Le président du tribunal a désigné Mme C... pour statuer sur les demandes de référé.

Considérant ce qui suit :

Aux termes de l’article L. 521-2 du code de justice administrative : « Saisi d’une demande en ce sens justifiée par l’urgence, le juge des référés peut ordonner toutes mesures nécessaires à la sauvegarde d’une liberté fondamentale à laquelle une personne morale de droit public ou un organisme de droit privé chargé de la gestion d’un service public aurait porté, dans l’exercice d’un de ses pouvoirs, une atteinte grave et manifestement illégale. Le juge des référés se prononce dans un délai de quarante-huit heures ». Aux termes de l’article L. 522-3 du même code : « Lorsque la demande ne présente pas un caractère d’urgence ou lorsqu’il apparaît manifeste, au vu de la demande, que celle-ci ne relève pas de la compétence de la juridiction administrative, qu’elle est irrecevable ou qu’elle est mal fondée, le juge des référés peut la rejeter par une ordonnance motivée sans qu’il y ait lieu d’appliquer les deux premiers alinéas de l’article L. 522-1 ».

En premier lieu, le juge des référés ne peut être saisi d’une requête tendant à la mise en œuvre de l’une des procédures régies par le livre V du code de justice administrative que pour autant que le litige auquel se rattache ou est susceptible de se rattacher la mesure d’urgence qu’il lui est demandé de prescrire, n’échappe manifestement pas à la compétence de la juridiction administrative.
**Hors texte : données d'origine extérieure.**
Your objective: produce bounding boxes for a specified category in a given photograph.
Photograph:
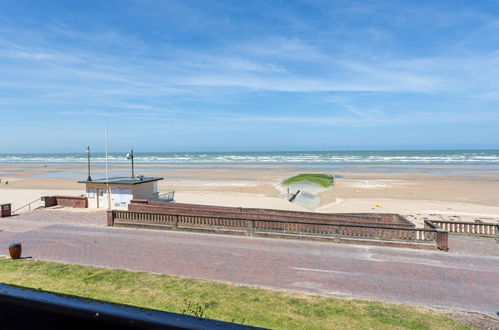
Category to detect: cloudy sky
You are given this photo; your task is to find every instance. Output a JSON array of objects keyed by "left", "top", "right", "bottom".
[{"left": 0, "top": 0, "right": 499, "bottom": 153}]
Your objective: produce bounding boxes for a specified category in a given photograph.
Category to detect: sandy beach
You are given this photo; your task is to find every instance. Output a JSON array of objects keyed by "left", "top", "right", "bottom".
[{"left": 0, "top": 164, "right": 499, "bottom": 226}]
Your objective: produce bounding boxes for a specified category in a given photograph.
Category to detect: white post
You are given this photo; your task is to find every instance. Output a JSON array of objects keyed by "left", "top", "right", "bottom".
[{"left": 104, "top": 127, "right": 111, "bottom": 210}]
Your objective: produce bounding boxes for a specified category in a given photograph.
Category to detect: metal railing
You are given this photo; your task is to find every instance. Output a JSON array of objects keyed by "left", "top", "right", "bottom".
[
  {"left": 0, "top": 283, "right": 261, "bottom": 330},
  {"left": 158, "top": 190, "right": 175, "bottom": 201},
  {"left": 109, "top": 210, "right": 447, "bottom": 248},
  {"left": 431, "top": 220, "right": 499, "bottom": 237},
  {"left": 12, "top": 198, "right": 42, "bottom": 214}
]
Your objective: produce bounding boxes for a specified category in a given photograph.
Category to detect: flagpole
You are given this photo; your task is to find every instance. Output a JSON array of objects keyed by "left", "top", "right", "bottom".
[{"left": 104, "top": 127, "right": 111, "bottom": 209}]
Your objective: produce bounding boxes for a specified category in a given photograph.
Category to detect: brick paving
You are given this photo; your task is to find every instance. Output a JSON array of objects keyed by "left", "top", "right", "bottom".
[{"left": 0, "top": 210, "right": 499, "bottom": 317}]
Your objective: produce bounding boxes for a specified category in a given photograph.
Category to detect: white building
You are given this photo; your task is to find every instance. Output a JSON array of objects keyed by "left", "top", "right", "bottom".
[{"left": 78, "top": 176, "right": 163, "bottom": 209}]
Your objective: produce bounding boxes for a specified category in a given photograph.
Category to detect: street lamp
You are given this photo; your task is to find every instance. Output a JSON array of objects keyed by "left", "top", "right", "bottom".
[
  {"left": 126, "top": 149, "right": 135, "bottom": 178},
  {"left": 87, "top": 147, "right": 92, "bottom": 181}
]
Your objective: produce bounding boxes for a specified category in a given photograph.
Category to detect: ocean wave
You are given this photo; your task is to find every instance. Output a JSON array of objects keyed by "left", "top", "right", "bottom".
[{"left": 0, "top": 151, "right": 499, "bottom": 165}]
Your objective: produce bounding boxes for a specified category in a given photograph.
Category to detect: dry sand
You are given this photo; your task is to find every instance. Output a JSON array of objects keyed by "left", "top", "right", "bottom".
[{"left": 0, "top": 164, "right": 499, "bottom": 225}]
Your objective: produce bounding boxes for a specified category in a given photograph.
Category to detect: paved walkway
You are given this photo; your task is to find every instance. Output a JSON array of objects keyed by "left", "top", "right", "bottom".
[{"left": 0, "top": 211, "right": 499, "bottom": 317}]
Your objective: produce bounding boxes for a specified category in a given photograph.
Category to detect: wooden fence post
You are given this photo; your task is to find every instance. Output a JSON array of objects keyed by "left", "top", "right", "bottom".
[
  {"left": 246, "top": 220, "right": 253, "bottom": 237},
  {"left": 107, "top": 210, "right": 114, "bottom": 227},
  {"left": 173, "top": 215, "right": 178, "bottom": 230}
]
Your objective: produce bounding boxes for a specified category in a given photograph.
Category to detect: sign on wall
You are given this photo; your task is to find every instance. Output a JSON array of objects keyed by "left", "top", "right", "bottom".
[{"left": 111, "top": 187, "right": 133, "bottom": 207}]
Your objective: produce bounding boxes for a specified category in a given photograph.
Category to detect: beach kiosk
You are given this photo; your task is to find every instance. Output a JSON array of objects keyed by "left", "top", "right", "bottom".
[{"left": 78, "top": 175, "right": 163, "bottom": 209}]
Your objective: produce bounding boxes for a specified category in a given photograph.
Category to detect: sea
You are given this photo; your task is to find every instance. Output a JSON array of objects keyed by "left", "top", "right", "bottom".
[{"left": 0, "top": 150, "right": 499, "bottom": 167}]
Il n’appartient pas à la juridiction administrative de prononcer une mesure pénale d’éloignement destinée à protéger Mme A..., ni de transmettre sa plainte au procureur de la République. Les conclusions indemnitaires tendant à la réparation des préjudices prétendument subis du fait des infractions pénales alléguées, qui se rattachent à la procédure pénale, ne relèvent pas davantage de la juridiction administrative. Ces conclusions indemnitaires, présentées dans le cadre d’une instance en référé sur le fondement de l’article L. 521-2 du code de justice administrative, sont au demeurant irrecevables.

En second lieu, la requérante, qui soutient que le centre d’hébergement d’urgence Henri-Pierre - la Sasson, n’a pas pris les mesures de protection nécessaires à son encontre, demande au juge des référés du tribunal administratif de procéder à « une saisine interne » et à une enquête administrative sur la direction et le personnel du foyer la Sasson et de prononcer des mesures urgentes de sécurité et de protection de sa liberté et de sa dignité. Cependant, le centre d’hébergement d’urgence Henri-Pierre - la Sasson est géré par l’association la Sasson, organisme de droit privé régi par les dispositions de la loi du 1er juillet 1901. Dès lors, les conclusions de la requérante ne relèvent pas de la compétence de la juridiction administrative.

Il résulte de ce qui précède qu’il y a lieu de faire de nouveau application de l’article L. 522-3 du code de justice administrative et de rejeter la requête de Mme A... comme portée devant une juridiction incompétente pour en connaître. Il y a également lieu de mettre en garde la requérante contre tout nouveau recours abusif susceptible d’être sanctionné d’une amende en application de l’article R. 741-12 du code de justice administrative qui dispose que : « Le juge peut infliger à l'auteur d'une requête qu'il estime abusive une amende dont le montant ne peut excéder 10 000 euros ».


O R D O N N E


Article 1er :
La requête de Mme A... est rejetée comme portée devant une juridiction incompétente pour en connaître.

Article 2 :
La présente ordonnance sera notifiée à Mme D....







Fait à Grenoble, le 30 septembre 2025.




La juge des référés,

A. C...



La République mande et ordonne au garde des sceaux, ministre de la justice en ce qui le concerne ou à tous commissaires de justice à ce requis en ce qui concerne les voies de droit commun, contre les parties privées, de pourvoir à l'exécution de la présente décision.